Sometimes, it is very difficult to spot the difference between the “real thing” or an imitation.
News is a case in point.
“The first casualty of war is the truth!” Today, the truth can be difficult to spot. Its imitations can look so very real that even sophisticated people have trouble distinguishing what is real or fake.
Labels abound. For example, in politics – “Rinos” and “Dinos” (Republicans/Democrats) “in name only” seem to be favorite epithets hurled against persons who think differntly what Republican or Democrat means.
In this Vincentian Mindwalk, Let’s explore different understandings of imitating Christ.

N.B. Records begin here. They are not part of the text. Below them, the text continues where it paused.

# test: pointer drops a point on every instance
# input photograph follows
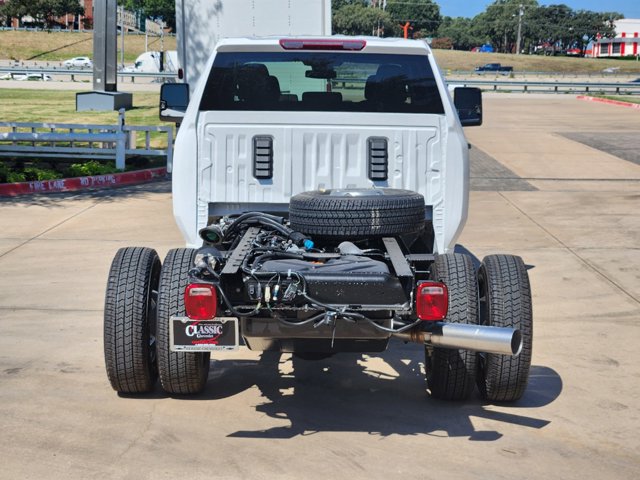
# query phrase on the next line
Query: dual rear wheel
(141, 297)
(499, 296)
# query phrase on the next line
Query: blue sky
(470, 8)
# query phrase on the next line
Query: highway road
(555, 180)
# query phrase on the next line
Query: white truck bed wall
(325, 157)
(201, 23)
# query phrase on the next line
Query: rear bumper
(269, 334)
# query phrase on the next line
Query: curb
(610, 102)
(81, 183)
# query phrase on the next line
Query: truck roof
(371, 44)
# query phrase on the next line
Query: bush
(91, 167)
(40, 174)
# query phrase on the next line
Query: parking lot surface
(569, 209)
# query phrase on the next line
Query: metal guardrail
(82, 73)
(494, 84)
(552, 87)
(527, 86)
(99, 142)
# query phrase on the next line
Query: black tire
(129, 320)
(181, 373)
(451, 373)
(505, 301)
(357, 213)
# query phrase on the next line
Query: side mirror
(174, 98)
(468, 102)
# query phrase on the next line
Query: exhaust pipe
(477, 338)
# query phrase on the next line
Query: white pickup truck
(320, 184)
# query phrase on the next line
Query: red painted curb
(81, 183)
(610, 102)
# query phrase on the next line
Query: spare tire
(357, 213)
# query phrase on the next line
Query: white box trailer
(201, 24)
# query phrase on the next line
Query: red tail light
(432, 301)
(322, 44)
(200, 301)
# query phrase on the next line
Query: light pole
(520, 14)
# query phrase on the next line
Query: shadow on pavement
(102, 194)
(346, 394)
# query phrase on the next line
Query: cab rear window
(321, 81)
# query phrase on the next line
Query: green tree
(43, 11)
(423, 14)
(357, 18)
(156, 9)
(498, 24)
(459, 31)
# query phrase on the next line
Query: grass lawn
(55, 106)
(59, 46)
(59, 106)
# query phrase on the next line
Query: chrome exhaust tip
(477, 338)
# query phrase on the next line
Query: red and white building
(625, 43)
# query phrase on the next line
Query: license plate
(204, 335)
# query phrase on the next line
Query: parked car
(26, 76)
(81, 62)
(494, 67)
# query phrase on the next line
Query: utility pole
(520, 14)
(122, 36)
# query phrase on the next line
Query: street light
(520, 14)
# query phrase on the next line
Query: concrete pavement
(351, 416)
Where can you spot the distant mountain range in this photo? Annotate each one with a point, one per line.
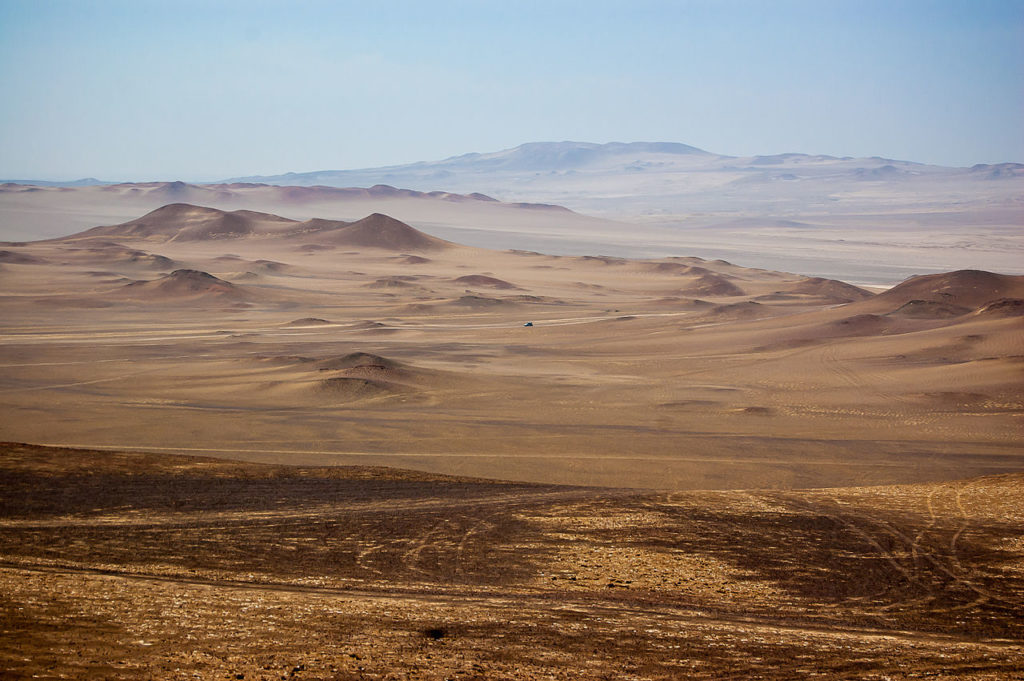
(668, 180)
(570, 157)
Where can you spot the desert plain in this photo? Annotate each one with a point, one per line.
(242, 444)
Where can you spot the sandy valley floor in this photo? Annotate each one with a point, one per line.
(265, 344)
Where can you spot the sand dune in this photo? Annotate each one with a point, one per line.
(484, 281)
(965, 288)
(777, 385)
(183, 285)
(838, 291)
(187, 222)
(711, 284)
(381, 231)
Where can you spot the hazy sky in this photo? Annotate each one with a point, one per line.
(145, 89)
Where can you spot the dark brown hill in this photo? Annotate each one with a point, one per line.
(379, 230)
(829, 288)
(964, 288)
(183, 285)
(187, 222)
(483, 280)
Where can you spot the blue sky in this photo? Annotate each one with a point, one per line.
(140, 89)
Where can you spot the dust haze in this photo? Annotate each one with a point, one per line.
(559, 412)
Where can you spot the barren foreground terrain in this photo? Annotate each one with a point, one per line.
(133, 565)
(837, 472)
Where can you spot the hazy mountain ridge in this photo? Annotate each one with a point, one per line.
(571, 157)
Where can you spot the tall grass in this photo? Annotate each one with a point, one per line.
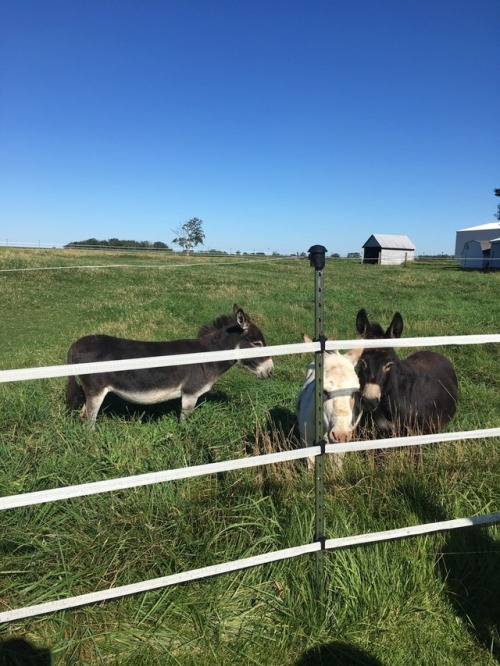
(426, 600)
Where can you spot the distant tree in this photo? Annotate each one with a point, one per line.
(117, 243)
(190, 234)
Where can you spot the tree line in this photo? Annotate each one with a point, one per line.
(117, 243)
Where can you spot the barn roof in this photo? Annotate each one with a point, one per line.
(484, 245)
(390, 242)
(483, 227)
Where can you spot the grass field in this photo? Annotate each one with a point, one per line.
(427, 600)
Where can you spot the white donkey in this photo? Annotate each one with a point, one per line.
(340, 385)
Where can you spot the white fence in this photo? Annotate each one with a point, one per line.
(57, 494)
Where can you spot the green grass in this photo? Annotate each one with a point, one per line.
(424, 600)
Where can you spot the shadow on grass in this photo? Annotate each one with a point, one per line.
(19, 652)
(280, 433)
(337, 654)
(470, 566)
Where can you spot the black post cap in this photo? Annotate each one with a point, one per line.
(317, 256)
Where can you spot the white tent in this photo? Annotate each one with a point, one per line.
(483, 232)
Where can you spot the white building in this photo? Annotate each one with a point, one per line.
(495, 254)
(483, 232)
(476, 254)
(388, 249)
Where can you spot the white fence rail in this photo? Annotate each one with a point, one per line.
(55, 494)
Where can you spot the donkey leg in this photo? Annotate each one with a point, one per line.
(188, 404)
(91, 408)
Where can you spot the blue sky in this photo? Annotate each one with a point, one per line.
(279, 123)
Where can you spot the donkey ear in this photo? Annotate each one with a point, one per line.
(362, 322)
(241, 318)
(353, 355)
(396, 327)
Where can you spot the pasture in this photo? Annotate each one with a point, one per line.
(425, 600)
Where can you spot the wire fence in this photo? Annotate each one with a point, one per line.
(110, 485)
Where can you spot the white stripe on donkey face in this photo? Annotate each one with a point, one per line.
(340, 384)
(151, 385)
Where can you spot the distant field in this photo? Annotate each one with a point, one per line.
(427, 600)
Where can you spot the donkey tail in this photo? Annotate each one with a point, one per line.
(75, 396)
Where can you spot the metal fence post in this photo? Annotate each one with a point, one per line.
(317, 259)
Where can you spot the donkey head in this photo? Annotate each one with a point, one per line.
(373, 330)
(375, 364)
(340, 389)
(250, 335)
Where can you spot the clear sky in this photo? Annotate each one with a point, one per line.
(279, 123)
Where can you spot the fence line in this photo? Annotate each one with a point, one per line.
(146, 479)
(122, 483)
(45, 372)
(246, 563)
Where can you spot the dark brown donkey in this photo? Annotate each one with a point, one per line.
(417, 395)
(153, 385)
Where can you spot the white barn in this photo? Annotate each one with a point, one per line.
(476, 254)
(388, 249)
(495, 254)
(483, 232)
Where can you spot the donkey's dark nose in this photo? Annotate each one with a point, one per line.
(370, 404)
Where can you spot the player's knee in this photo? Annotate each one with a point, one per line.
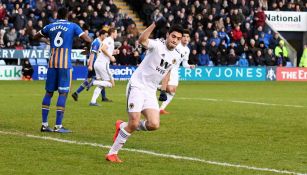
(153, 125)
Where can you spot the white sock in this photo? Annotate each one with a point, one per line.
(119, 141)
(123, 125)
(169, 99)
(96, 94)
(45, 124)
(102, 83)
(142, 126)
(58, 126)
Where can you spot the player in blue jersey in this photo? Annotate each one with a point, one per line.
(60, 34)
(96, 44)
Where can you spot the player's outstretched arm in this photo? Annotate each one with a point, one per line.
(103, 48)
(86, 38)
(187, 65)
(143, 39)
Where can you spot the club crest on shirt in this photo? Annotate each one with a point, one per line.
(131, 105)
(174, 61)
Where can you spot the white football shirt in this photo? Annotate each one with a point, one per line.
(157, 63)
(109, 42)
(185, 52)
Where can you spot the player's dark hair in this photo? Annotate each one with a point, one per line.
(186, 31)
(111, 30)
(62, 13)
(102, 32)
(176, 28)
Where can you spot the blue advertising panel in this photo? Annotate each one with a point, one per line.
(223, 74)
(270, 73)
(80, 72)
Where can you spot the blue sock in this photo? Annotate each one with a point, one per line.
(103, 93)
(60, 109)
(45, 107)
(82, 86)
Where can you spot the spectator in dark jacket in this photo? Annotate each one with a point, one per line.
(203, 58)
(193, 57)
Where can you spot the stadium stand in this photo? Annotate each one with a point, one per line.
(226, 24)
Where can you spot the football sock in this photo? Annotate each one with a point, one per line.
(96, 94)
(142, 126)
(45, 109)
(103, 93)
(119, 141)
(82, 86)
(170, 96)
(60, 109)
(123, 125)
(102, 83)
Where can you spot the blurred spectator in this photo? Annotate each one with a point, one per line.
(193, 58)
(2, 12)
(259, 58)
(10, 37)
(243, 62)
(19, 19)
(270, 58)
(23, 38)
(134, 59)
(203, 58)
(123, 58)
(259, 18)
(274, 41)
(212, 51)
(281, 53)
(236, 34)
(303, 62)
(232, 58)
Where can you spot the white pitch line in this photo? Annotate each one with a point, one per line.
(239, 101)
(224, 164)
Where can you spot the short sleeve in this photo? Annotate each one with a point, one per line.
(77, 30)
(95, 46)
(186, 55)
(153, 43)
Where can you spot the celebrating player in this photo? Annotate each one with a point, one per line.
(104, 77)
(61, 34)
(169, 87)
(95, 46)
(161, 56)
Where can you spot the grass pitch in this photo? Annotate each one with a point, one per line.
(256, 124)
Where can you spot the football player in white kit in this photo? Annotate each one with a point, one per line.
(161, 56)
(104, 77)
(169, 87)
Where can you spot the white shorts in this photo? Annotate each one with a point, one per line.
(102, 71)
(140, 99)
(174, 78)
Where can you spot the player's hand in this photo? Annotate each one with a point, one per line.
(90, 68)
(163, 96)
(160, 22)
(112, 59)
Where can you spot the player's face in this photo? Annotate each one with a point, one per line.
(173, 40)
(185, 39)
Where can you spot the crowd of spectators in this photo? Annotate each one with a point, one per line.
(226, 32)
(223, 32)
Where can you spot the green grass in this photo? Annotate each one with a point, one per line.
(261, 136)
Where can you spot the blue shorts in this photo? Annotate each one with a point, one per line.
(58, 79)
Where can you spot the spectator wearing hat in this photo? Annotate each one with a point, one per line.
(281, 53)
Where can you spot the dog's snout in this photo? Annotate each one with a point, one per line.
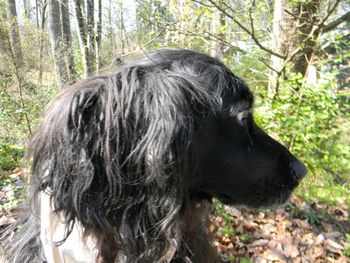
(299, 169)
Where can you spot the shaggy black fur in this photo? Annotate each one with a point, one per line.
(136, 157)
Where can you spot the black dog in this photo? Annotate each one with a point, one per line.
(125, 165)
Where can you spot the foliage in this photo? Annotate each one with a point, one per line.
(10, 156)
(13, 188)
(308, 119)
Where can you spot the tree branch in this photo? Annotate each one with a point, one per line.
(332, 25)
(253, 36)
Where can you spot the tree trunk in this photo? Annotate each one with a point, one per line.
(67, 41)
(91, 36)
(217, 46)
(14, 34)
(121, 29)
(41, 40)
(83, 35)
(99, 36)
(295, 36)
(307, 34)
(26, 4)
(57, 43)
(283, 40)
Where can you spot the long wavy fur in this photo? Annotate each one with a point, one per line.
(114, 153)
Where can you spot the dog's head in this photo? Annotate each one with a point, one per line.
(124, 153)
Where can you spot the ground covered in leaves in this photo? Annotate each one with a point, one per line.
(297, 232)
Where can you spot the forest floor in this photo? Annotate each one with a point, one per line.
(296, 232)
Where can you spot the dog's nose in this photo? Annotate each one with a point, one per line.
(299, 169)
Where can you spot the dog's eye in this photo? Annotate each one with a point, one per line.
(243, 116)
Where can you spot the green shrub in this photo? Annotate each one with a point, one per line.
(10, 156)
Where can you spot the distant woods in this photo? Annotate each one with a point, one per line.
(280, 47)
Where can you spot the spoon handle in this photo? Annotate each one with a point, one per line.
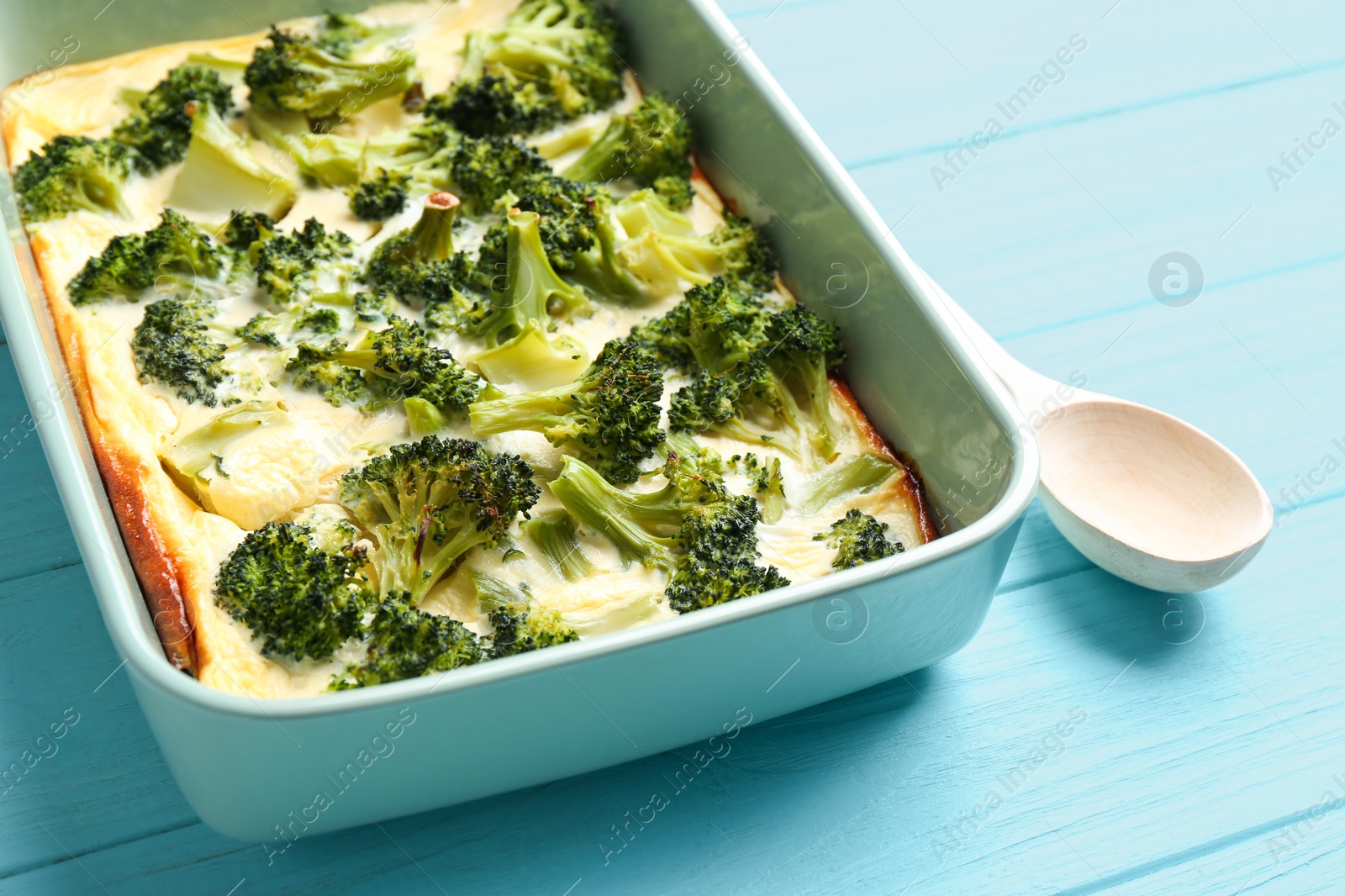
(1026, 387)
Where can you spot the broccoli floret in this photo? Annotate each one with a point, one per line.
(609, 416)
(521, 629)
(569, 221)
(491, 167)
(175, 255)
(408, 643)
(461, 313)
(858, 539)
(693, 528)
(857, 475)
(767, 481)
(174, 346)
(663, 248)
(520, 625)
(161, 128)
(515, 327)
(272, 329)
(713, 329)
(246, 228)
(779, 394)
(420, 264)
(299, 599)
(372, 307)
(553, 61)
(293, 266)
(650, 143)
(602, 268)
(380, 198)
(393, 363)
(430, 502)
(346, 37)
(195, 458)
(676, 192)
(295, 73)
(721, 560)
(71, 174)
(556, 535)
(420, 155)
(219, 174)
(804, 351)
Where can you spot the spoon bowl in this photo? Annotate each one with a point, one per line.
(1147, 497)
(1142, 494)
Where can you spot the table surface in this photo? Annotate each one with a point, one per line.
(1212, 766)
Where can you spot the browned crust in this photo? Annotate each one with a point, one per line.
(912, 488)
(124, 475)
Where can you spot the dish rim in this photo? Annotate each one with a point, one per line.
(123, 607)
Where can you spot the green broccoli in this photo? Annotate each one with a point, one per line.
(346, 37)
(175, 255)
(273, 331)
(663, 248)
(520, 625)
(427, 503)
(557, 539)
(372, 307)
(525, 627)
(858, 539)
(778, 396)
(295, 266)
(389, 365)
(161, 128)
(569, 221)
(651, 145)
(195, 458)
(172, 346)
(420, 264)
(517, 324)
(408, 643)
(295, 73)
(245, 229)
(299, 598)
(611, 414)
(71, 174)
(852, 477)
(491, 167)
(221, 175)
(767, 481)
(553, 61)
(378, 198)
(693, 529)
(713, 329)
(420, 156)
(804, 350)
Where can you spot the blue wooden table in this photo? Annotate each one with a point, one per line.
(1094, 737)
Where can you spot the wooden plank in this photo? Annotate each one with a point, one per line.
(1183, 747)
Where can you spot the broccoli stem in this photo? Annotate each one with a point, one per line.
(558, 541)
(860, 474)
(627, 519)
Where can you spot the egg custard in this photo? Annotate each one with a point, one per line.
(414, 340)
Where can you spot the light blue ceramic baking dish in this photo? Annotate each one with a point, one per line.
(276, 771)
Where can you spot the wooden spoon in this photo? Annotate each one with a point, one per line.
(1142, 494)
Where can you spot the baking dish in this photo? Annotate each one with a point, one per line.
(276, 771)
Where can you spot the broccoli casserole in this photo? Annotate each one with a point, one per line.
(417, 338)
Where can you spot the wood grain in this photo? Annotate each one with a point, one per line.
(1194, 759)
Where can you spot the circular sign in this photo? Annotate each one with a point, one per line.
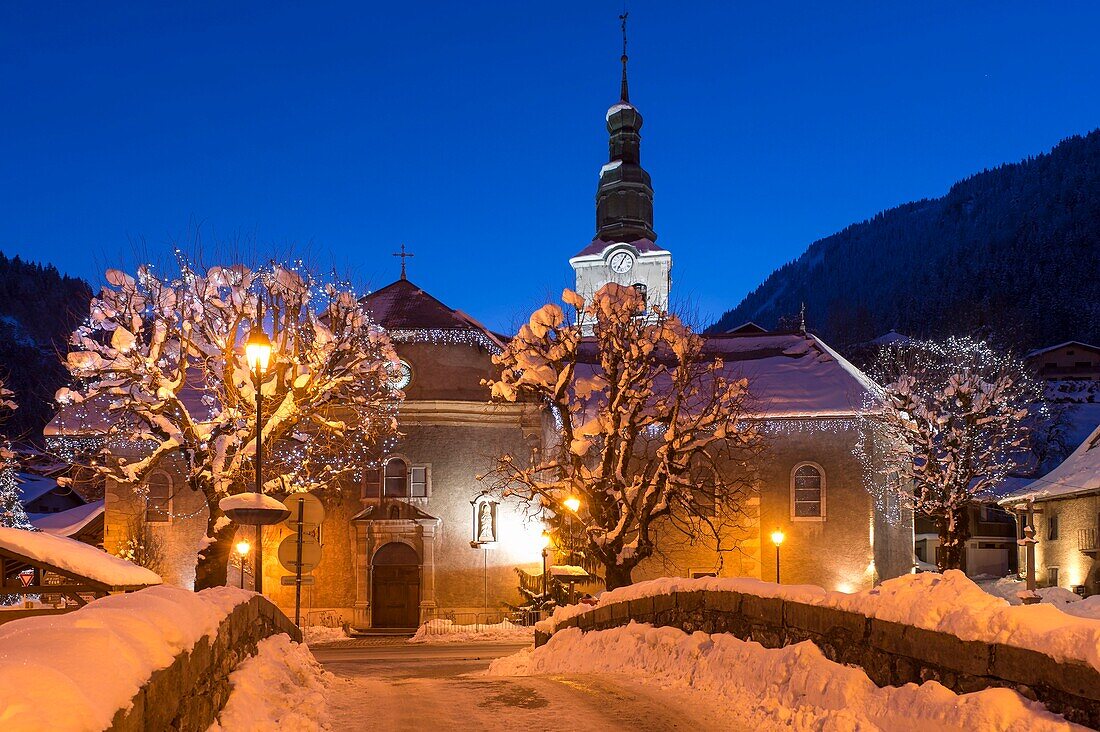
(312, 510)
(288, 554)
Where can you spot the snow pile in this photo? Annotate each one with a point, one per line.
(76, 557)
(251, 501)
(791, 688)
(72, 673)
(807, 593)
(446, 631)
(319, 634)
(949, 602)
(1010, 589)
(282, 688)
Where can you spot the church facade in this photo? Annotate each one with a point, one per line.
(421, 537)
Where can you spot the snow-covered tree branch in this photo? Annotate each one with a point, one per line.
(954, 419)
(648, 426)
(163, 356)
(11, 506)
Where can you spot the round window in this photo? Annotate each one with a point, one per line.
(400, 374)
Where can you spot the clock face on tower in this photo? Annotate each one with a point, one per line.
(622, 262)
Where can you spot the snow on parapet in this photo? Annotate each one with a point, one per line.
(1078, 473)
(949, 603)
(75, 672)
(76, 557)
(250, 500)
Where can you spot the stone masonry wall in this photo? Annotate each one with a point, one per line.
(188, 695)
(891, 654)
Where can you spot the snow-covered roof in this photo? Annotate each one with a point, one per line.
(597, 246)
(1078, 473)
(32, 487)
(747, 327)
(1040, 351)
(69, 522)
(887, 338)
(76, 558)
(794, 374)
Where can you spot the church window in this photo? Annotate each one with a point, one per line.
(372, 483)
(807, 492)
(418, 482)
(397, 472)
(158, 498)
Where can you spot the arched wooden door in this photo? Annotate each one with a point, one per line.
(395, 587)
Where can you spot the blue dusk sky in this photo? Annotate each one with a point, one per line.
(474, 131)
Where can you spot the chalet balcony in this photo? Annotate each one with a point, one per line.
(1088, 541)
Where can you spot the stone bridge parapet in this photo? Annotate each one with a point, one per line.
(891, 654)
(189, 694)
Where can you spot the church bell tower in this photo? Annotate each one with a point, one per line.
(625, 248)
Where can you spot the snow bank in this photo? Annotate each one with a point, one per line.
(72, 673)
(1010, 589)
(255, 501)
(282, 688)
(76, 557)
(319, 634)
(791, 688)
(949, 602)
(446, 631)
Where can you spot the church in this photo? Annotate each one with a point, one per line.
(421, 537)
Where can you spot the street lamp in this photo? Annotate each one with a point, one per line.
(545, 541)
(777, 538)
(242, 552)
(257, 353)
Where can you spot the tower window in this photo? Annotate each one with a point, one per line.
(807, 492)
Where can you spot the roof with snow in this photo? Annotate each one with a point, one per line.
(69, 522)
(887, 338)
(32, 487)
(598, 246)
(1077, 474)
(794, 374)
(746, 328)
(1078, 343)
(69, 557)
(404, 306)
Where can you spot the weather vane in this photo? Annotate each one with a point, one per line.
(404, 255)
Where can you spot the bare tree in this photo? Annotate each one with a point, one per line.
(955, 418)
(163, 357)
(647, 426)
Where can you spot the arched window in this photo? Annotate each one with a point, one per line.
(807, 492)
(157, 498)
(397, 478)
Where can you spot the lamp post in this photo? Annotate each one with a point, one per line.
(242, 552)
(257, 352)
(545, 541)
(777, 538)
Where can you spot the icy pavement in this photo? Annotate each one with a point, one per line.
(443, 687)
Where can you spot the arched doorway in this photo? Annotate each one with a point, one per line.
(395, 587)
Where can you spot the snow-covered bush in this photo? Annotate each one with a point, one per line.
(163, 357)
(648, 427)
(954, 419)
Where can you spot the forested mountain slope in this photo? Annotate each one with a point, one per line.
(1012, 253)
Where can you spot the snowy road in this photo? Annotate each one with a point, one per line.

Ways people try to imitate Christ today
In some countries, people engage in a devotional practice held every Good Friday as part of the local observance of Holy Week. Devotees are willingly crucified in imitation of Jesus Christ’s suffering and death.
Related practices include carrying wooden crosses, crawling on rough pavement, and self-flagellation. (These customs are strongly discouraged by the Catholic Church which considers them fanatical, superstitious expressions.)
Others think it is about “getting things right”
This is actually not too far removed from the way many Israelites came to misunderstand the commandments that God gave Moses on Mount Sinai.
Over the centuries, between the gift of the law and the time of Christ, a legalism set in. The Ten Commandments proliferated into 612 laws, not to mention countless commentaries.
For the Pharisees, obeying these laws.was about “getting it right.”
Getting it right meant strict adherence to laws, especially those concerning diet and sacrifices. They got lost in the details of the law. The Ten Commandments somehow expanded to over 600.
The above approaches to imitating Christ to curry favor in the eyes of God miss the point. Love God and your neighbor.
What Vincent got right and why he got it right
Centuries ago, a Japanese poet, Basho, observed, “I do not wish to imitate what the great ones of the past did. I would rather seek what they sought.”
St. Vincent sought what Jesus sought… He understood that Jesus sought to bring good news to the poor!
Vincent believed that bringing good news to the poor does not consist simply in proclaiming the truths of a catechism. He believed it was acting in the way that Jesus acted, making visible the signs foretold by the prophets. The blind see, the lame walk, lepers are cleansed. Most importantly, the poor have the good news of God’s care proclaimed to them (Luke 4:18).
Why? Apparently, it was only in his mid-30s that Vincent began to see scripture in a new way. He allowed himself to be influenced and guided by the story of Jesus Christ. He understood more clearly what Jesus sought … to Bring Good News to all, but especially all those on the margins.
Today, we might say that Jesus “walked the talk!”
In his thirties, he moved beyond ”what’s in it for me” to “what’s in it for those on the margins.”
Vincent saw himself in the stories of the scriptures. He tried to do what he thought Christ would do if he had faced the situations he faced.
For example, he looked at the kind of people Jesus associated with…
- ‘the immoral’ (prostitutes and sinners) ‘the marginalized’ (lepers and sick people)
- ‘heretics’ (Samaritans and pagans)
- ‘collaborators’ (publicans and soldiers)
- ‘the weak’ and ‘the poor’ (who have neither power nor knowledge)
Jesus sought to bring “good news!” Is it surprising then that Vincent was concerned about the same people?
I think this is what St. Paul meant when he wrote, “Have the same mindset as Christ Jesus.”
Vincent sought to “follow Jesus the Evangelizer of the poor” by thinking and acting like the Jesus he experienced in the Gospels.
Food for thought
- What has the “imitation of Christ” meant to you?
- Do I imagine myself loving even my enemies as Jesus loved even those who persecuted him?
- Above all, do I seek what Jesus sought… to bring good news to the poor?